Factors trustees should consider
The Supreme Court identified a range of factors that a trustee should consider when deciding whether to disclose trust information to a beneficiary. These are:
- The types of documents sought: basic documents such as the trust deed should be considered differently to more remote documents such as a memorandum of wishes.
- The context for the request and the objective of the beneficiary in making the request: if the request is to ensure that the trust is being properly administrated then disclosure will be more compelling than if there is an improper purpose for the request.
- The nature of the interests held by the beneficiary seeking access: the more likely a beneficiary is to benefit from the trust, the stronger the claim for access.
- Whether there are issues of personal or commercial confidentiality: recognition should be given to the need to protect confidential information, and to whether the trust deed itself indicated that matters should be kept confidential.
- Whether there is any practical difficulty in proving the information: it may be a factor against disclosure if the information requested is difficult or expensive to provide.
- Whether the documents sought disclose the trustees' reasons for decisions made by the trustees: it is generally not appropriate to disclose trustees' reasons for decisions.
- The impact on the trustee and the other beneficiaries if disclosure is made: disclosure may embitter feelings between family members, but non-disclosure may also have that effect.
- The impact on the settlor and third parties if disclosure is made: as with trustees and beneficiaries, disclosure or non-disclosure may harm other relationships.

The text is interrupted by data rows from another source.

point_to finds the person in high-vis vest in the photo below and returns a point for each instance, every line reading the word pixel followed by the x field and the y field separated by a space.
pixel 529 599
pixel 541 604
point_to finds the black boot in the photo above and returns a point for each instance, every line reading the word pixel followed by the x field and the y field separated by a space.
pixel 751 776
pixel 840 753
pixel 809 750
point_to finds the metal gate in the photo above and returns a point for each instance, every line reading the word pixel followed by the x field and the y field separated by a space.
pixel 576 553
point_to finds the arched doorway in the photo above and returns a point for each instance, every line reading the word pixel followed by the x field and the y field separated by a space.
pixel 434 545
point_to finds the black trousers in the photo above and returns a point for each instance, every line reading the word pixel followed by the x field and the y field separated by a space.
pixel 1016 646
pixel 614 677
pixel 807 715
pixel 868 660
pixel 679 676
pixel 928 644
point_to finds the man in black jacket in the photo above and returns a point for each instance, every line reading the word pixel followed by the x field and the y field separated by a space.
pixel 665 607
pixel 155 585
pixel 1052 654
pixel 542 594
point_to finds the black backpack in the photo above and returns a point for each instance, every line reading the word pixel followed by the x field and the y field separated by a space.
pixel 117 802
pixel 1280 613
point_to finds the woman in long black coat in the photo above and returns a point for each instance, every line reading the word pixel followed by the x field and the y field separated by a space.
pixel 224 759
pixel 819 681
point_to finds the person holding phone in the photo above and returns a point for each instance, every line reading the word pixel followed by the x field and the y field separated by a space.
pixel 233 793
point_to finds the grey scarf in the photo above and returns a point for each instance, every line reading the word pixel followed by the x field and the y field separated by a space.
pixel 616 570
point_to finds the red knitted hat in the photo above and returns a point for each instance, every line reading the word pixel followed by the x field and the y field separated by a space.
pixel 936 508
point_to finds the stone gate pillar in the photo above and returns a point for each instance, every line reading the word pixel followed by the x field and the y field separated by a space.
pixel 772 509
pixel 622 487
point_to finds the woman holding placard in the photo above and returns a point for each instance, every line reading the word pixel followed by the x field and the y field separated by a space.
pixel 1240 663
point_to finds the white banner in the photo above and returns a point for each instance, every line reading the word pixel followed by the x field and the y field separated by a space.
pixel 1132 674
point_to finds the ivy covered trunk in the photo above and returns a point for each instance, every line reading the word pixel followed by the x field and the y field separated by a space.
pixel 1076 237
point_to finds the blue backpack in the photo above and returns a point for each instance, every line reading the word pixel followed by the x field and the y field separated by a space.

- Whether disclosure can be made while still protecting confidentiality: consideration can be given to redacting confidential parts of documents.
- Whether safeguards can be imposed on the use of the trust documentation: undertakings about the purpose for which documents will be used could be required, as could inspection only by professional advisors.
What does this mean for a trustee?
When a trustee receives a request for trust information, each type of information should be considered separately. This will mean that some information might be made available to beneficiaries, while other information requests might be declined.
The Supreme Court said that there is:
"an expectation that basic trust information will be disclosed to a close beneficiary who wants it. But there may be room for debate about who is a close beneficiary and the request for disclosure may go beyond such basic information. The greater the scope of the request and the remoter the interest of the beneficiary, the more room there will be for argument about the appropriateness of disclosure."
In general, the Supreme Court noted that the trust deed and any deeds of variation, together with financial statements, are the documents where the strongest case for disclosure can be made. Trustees' minutes and resolutions are similar, although these may be either withheld or redacted if they disclose the reasons for decisions.
In contrast are items such as valuations of shares owned by a trust, or financial statements of companies, which will raise confidentiality issues. Information about debts due to the trust, gifting, and other distributions may be confidential and may also damage relationships with other beneficiaries, the settlors, or the trustees.
However, there is no rule of thumb which can be pointed to for each type of document, as each will need to be assessed in the relevant circumstances. In Erceg v Erceg, as the appellant was confirmed to be a beneficiary, and the trusts had been wound up, he was refused access to even the trust deed.
Is this the end of the matter?
The Supreme Court has now ruled definitively, and there are no further avenues that are available for this decision to be reconsidered. However, a review of the Trustee Act 1956 is underway, and a new Trusts Bill is likely to be introduced to Parliament this year.
The current draft of the Trusts Bill includes a requirement that certain basic trust information will be provided to beneficiaries. This includes the fact of being a beneficiary, contact details of trustees, and advice that a beneficiary has a right to request the terms of the trust or trust information. The Bill then sets out the factors to be considered by trustees when dealing with a request for information. The factors in the Trusts Bill coincide with the ruling of the Supreme Court.
While the time of the passage into law of the Trusts Bill is uncertain, given the alignment between the Supreme Court's view and that of the current Bill, trustees should take the time to familiarise themselves with these factors as their obligations to beneficiaries in this area now seems to be settled.
The content of this article is intended to provide a general guide to the subject matter. Specialist advice should be sought about your specific circumstances.